Member of the Colorado House of Representatives from the 41st district
- Incumbent
- Assumed office January 27, 2025
- Preceded by: Iman Jodeh

Personal details
- Party: Democratic
- Education: University of Colorado Boulder

= Jamie Jackson (politician) =

American politician

Jamie Jackson is an American politician. In January 2025, the Arapahoe County Democratic Party appointed Jackson to the Colorado House of Representatives to replace Iman Jodeh who represented District 41.

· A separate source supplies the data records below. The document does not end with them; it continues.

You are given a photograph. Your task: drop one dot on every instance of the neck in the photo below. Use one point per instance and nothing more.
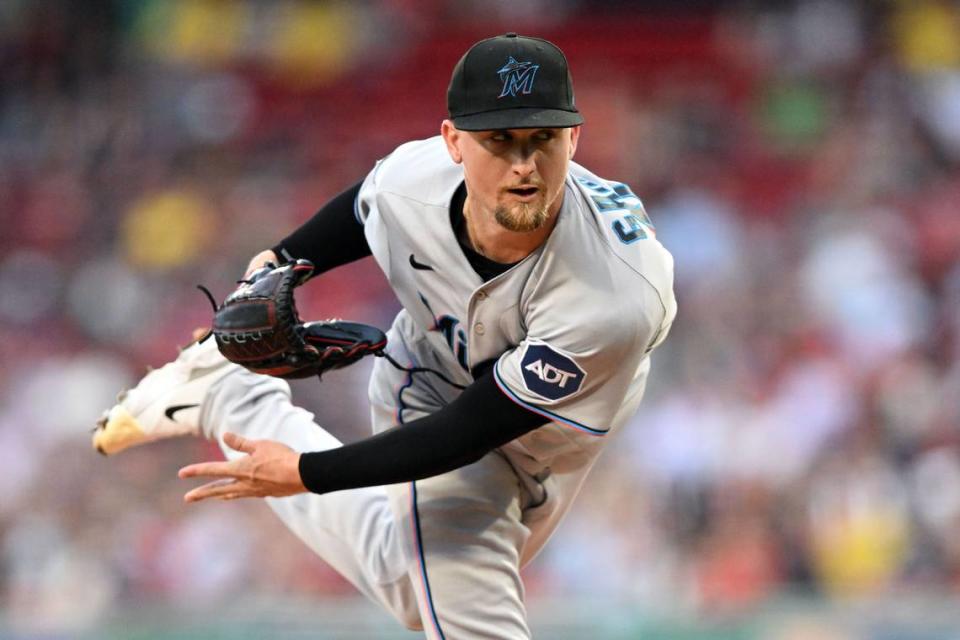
(492, 241)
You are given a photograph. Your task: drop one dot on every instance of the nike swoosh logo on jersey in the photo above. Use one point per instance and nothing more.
(419, 265)
(177, 407)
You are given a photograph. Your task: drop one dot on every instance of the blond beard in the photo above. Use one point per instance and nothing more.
(523, 216)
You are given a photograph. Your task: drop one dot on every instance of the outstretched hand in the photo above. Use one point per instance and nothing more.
(269, 469)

Jackson is a community activist. She holds a Bachelor of Arts in Psychology from the University of Colorado Boulder. She was Chief Operating Officer at The Naloxone Project. She also serves as the vice president of the Colorado Black Women for Political Action and the criminal justice chairperson for the Aurora NAACP.

== Career ==
From 2014 to 2021, Jackson worked for the GEO Group which is the countries largest private prison and ICE facility operator, where she oversaw halfway houses. During that time, the GEO Group ran one of two facilities that housed migrant children, lost a lawsuit for requiring detainees into forced labor or face solitary confinement, and flagged by the ACLU for medical neglect of detainees in the Aurora facility. In 2019, during the time that Jackson oversaw prison reentry programs in Colorado the Denver City Council voted to not renew their halfway house contracts with the GEO to make a statement on the company's involvement with immigration prisons. In an Op-Ed in 2026, Jackson stated that she left GEO in 2021, as soon as she realized their practices "conflicted with my values."